A pasta também estrutura um plano de contingência para resposta do SUS prevendo um possível agravamento da crise internacional e avanço da demanda de migrantes na região fronteiriça, após o ataque dos Estados Unidos. Segundo o ministério, até o momento, o fluxo migratório segue o mesmo na região.
“Nossa equipe do Ministério da Saúde e membros da Força Nacional, que possuem vasta experiência em situações de tragédia, já estão presentes na região identificando, se necessário, estruturas hospitalares e avaliando a possibilidade de ampliação. Se preciso, montaremos hospitais de campanha ou expandiremos as estruturas existentes para reduzir os impactos no sistema público brasileiro”, declarou o ministro da Saúde, Alexandre Padilha.

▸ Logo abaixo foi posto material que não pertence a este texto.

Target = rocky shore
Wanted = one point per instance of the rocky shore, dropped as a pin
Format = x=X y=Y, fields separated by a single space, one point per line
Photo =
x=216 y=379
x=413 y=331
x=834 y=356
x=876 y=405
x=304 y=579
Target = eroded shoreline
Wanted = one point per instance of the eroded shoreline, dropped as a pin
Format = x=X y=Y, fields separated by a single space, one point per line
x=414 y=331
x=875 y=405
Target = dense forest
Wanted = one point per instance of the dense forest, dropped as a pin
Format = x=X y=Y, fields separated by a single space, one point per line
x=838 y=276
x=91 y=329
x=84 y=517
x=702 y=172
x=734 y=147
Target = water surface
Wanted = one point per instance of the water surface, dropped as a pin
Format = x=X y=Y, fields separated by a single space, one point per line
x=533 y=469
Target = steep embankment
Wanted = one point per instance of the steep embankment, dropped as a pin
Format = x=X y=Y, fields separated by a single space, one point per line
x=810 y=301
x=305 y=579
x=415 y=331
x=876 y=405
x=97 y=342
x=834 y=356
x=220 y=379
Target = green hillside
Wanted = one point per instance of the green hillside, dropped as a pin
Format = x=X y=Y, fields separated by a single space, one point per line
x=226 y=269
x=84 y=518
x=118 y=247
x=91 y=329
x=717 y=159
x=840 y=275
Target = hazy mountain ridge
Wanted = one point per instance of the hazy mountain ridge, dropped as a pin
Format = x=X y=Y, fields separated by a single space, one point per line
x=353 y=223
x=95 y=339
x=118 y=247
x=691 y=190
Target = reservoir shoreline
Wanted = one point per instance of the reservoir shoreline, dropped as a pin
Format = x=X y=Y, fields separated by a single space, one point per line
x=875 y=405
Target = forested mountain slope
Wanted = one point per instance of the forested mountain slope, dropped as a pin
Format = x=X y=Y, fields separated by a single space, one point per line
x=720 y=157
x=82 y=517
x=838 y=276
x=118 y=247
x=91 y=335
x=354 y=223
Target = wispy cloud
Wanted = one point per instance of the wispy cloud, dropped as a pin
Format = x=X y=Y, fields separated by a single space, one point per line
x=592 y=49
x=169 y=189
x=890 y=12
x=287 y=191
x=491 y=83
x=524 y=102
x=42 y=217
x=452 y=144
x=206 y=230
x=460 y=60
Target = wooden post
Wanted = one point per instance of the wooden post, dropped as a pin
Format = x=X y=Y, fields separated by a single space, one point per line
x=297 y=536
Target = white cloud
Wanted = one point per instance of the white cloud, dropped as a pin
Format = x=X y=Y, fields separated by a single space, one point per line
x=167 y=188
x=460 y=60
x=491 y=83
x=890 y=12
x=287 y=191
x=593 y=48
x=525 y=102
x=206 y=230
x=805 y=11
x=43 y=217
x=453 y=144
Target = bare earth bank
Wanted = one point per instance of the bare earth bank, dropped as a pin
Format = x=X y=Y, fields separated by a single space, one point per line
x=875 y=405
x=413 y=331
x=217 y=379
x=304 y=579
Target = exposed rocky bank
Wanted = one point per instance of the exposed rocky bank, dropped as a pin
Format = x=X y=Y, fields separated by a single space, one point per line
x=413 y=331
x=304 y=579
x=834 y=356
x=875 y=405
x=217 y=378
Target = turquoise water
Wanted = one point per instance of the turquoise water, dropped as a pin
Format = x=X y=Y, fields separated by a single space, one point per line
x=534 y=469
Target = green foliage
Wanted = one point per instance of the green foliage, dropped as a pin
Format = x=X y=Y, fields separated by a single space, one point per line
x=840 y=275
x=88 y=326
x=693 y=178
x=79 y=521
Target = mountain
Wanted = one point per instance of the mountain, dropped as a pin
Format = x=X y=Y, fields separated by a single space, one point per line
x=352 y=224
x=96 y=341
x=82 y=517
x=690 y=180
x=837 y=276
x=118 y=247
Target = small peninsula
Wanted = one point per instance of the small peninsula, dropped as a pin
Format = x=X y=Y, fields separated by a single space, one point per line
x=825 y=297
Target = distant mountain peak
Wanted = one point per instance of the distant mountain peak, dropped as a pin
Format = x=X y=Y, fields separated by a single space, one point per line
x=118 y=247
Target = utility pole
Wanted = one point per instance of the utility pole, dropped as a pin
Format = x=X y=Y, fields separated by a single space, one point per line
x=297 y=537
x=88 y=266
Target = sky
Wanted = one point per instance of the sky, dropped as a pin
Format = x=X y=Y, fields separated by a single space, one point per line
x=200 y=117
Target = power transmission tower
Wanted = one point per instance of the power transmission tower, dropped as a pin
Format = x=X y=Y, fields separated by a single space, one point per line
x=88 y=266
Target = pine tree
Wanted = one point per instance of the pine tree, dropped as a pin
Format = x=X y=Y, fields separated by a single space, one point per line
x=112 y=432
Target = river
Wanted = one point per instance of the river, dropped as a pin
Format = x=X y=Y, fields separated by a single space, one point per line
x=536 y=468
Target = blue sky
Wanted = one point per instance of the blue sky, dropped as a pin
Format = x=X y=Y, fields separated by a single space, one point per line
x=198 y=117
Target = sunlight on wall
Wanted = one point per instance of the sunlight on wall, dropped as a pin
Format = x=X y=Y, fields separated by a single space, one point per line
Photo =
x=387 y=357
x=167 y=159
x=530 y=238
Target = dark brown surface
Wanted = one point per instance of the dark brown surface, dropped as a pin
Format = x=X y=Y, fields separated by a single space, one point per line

O ministro também afirmou que pasta está à disposição da Organização Pan-Americana da Saúde (OPAS/OMS) para fornecer à Venezuela ajuda humanitária. “Estamos nos preparando para apoiar, se necessário, com medicamentos e insumos para diálise, visto que o principal centro de distribuição da cidade de La Guaira, na Venezuela, foi destruído pelo ataque”, reforçou Padilha.
O Ministério da Saúde mantém, desde julho, com a implantação do Projeto Saúde nas Fronteiras, em parceria com a AgSUS, 40 profissionais permanentes que fazem o acompanhamento e o acolhimento dos migrantes nos abrigos em Pacaraima e Boa Vista.